The group opposes opposition Blue and White leader Benny Gantz’s decision to violate an election promise that he would never sit in a government led by Netanyahu, whose trial on corruption charges has been delayed due to the coronavirus crisis.
“The police officer arrived, pulled me out and announced that I had violated health regulations and gave me a fine,” said Amir Haskel, a reserve army general. “This is a gross lie – we kept our distance properly … the attempt to undermine protests against government corruption shows what difficult times we have reached – we will continue the struggle. ”
Ashkenazi called for the fines to be canceled and said the demonstrators had every right to be there.
“These days, too, freedom of expression and the right to protest must be guaranteed, provided the protesters comply with the Ministry of Health regulations,” Ashkenazi tweeted. “Demonstration is a fundamental right in democracy.
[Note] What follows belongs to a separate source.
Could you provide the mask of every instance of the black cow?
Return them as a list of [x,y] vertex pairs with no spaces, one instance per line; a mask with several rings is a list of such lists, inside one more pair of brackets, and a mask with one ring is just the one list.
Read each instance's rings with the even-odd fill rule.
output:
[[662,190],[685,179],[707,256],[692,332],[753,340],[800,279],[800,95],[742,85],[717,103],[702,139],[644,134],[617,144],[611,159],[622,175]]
I urge the Minister of Public Security and the Chief of Police to consider canceling the tickets.”
When police last month fined protesters outside the Knesset, Israeli’s parliament in Jerusalem, the government responded to the anger from civil rights groups by specifically stating that protesters had the right to gather, so long as they complied with social distancing regulations.
The Kfar Saba Municipality canceled the fines handed out by city inspectors for the demonstrators, but police did not respond to the request.
With unity government negotiations apparently stalled, it is unclear what the next steps are for either Gantz or Netanyahu. The results of the inconclusive March 2 Israeli elections have left both leaders struggling to try and be the one to form a government. Despite calls for unity in the midst of the coronavirus health and economic crisis, the politicians have failed to agree on a method of power sharing.
Should no government be formed in the next month, Israelis will be forced to return to the polls in September for an unprecedented fourth consecutive election.